We stopped to drink from water out of the rock and later some of us were biten by fiery serpents (in the form of candy as temptation).The only other thing I remember about Monday is how tired I was at the end of the day. I yearned for sleep during the evening fireside -- longed for my sleeping bag. It got down around 26 degrees that first night. Fortunately, my friend had lent me a really warm sleeping bag.

Tuesday was the most incredible day. We just had classes and a few activities right there at the campsite. But each class was so wonderful. We learned straight from the Old Testament all about the law of sacrifice, obedience, about the temples and tabernacles and about how leprosy is a parallel to spiritual sin. My favorite class was about the cleansing process of a leper. It made the atonement more personal and real for me than any other experience has.

That night we had a dance -- DJ and all. Dave impressed leaders and kids alike with his dancing skills. I just tried to keep up.

Wednesday came too soon -- after dancing til almost midnight! We got up and packed our handcarts and we ready to go when a man came and took away all the men to go fight against the Midionites. So, me and my six daughters headed out up another LONG hill (about 1/2 mile), not as steep as Mt. Sinai, but just as rocky. It was TOUGH. My girls did great. I was in the middle behind the cart just pushing with all my might, oblivious to what was going on around me. I was so focused on the ground and getting over each rock, that I didn't realize when all of sudden it got much easier to push.

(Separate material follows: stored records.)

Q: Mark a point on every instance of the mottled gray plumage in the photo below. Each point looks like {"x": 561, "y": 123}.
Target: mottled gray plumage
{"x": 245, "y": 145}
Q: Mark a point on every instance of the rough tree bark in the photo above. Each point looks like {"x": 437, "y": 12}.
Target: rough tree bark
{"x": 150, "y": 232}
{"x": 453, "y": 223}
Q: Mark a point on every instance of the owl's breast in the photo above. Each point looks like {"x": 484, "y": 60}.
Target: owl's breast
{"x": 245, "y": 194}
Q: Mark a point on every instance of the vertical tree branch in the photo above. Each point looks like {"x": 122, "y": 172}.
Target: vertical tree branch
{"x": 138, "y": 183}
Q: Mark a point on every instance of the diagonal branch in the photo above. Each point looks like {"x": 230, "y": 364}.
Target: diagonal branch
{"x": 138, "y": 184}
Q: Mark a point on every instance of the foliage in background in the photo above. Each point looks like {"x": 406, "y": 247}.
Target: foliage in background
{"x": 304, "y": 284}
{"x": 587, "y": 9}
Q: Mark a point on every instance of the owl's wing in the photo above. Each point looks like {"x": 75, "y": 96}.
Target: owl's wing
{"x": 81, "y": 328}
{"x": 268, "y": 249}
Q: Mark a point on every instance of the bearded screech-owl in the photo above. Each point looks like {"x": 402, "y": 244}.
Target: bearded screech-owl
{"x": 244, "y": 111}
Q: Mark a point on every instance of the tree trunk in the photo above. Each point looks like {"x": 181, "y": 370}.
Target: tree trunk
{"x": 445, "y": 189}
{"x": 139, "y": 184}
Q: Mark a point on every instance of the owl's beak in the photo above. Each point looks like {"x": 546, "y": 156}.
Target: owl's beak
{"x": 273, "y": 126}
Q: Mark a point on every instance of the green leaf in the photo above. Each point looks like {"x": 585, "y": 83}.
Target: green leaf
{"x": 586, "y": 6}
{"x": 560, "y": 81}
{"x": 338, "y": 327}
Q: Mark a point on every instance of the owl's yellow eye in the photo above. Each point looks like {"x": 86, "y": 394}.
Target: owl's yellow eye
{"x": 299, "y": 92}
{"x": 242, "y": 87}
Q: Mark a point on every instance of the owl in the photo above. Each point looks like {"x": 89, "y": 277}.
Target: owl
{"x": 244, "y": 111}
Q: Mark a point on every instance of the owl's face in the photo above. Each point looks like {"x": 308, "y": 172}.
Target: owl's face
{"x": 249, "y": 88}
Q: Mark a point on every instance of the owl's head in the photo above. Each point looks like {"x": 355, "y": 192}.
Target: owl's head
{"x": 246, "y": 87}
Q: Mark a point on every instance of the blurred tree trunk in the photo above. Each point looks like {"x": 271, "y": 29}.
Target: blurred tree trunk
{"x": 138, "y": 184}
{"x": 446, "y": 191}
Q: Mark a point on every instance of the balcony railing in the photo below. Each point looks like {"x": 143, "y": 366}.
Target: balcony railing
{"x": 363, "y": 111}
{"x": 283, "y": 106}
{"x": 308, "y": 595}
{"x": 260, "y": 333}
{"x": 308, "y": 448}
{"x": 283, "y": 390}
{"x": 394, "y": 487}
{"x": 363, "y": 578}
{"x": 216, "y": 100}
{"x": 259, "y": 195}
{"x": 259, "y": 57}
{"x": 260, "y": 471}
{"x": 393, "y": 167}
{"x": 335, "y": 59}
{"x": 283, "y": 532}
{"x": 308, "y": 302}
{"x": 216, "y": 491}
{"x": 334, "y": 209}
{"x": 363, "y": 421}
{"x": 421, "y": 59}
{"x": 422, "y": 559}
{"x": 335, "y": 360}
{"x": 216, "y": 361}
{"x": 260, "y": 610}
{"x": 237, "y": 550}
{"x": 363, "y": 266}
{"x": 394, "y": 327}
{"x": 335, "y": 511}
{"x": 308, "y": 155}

I thought angels were literally helping us. I looked up and it was the men in our group who had come to help us. They truly were angels!

The rest of the day was wonderful -- listening to counsel from our Stake President, participating in a life-changing testimony meeting with the youth, and pulling into the 'promised land'.

We didn't get home till about 6:30 p.m. that night and my shower never felt so heavenly! This was truly a great experience that I'm so grateful I got to share with Dave.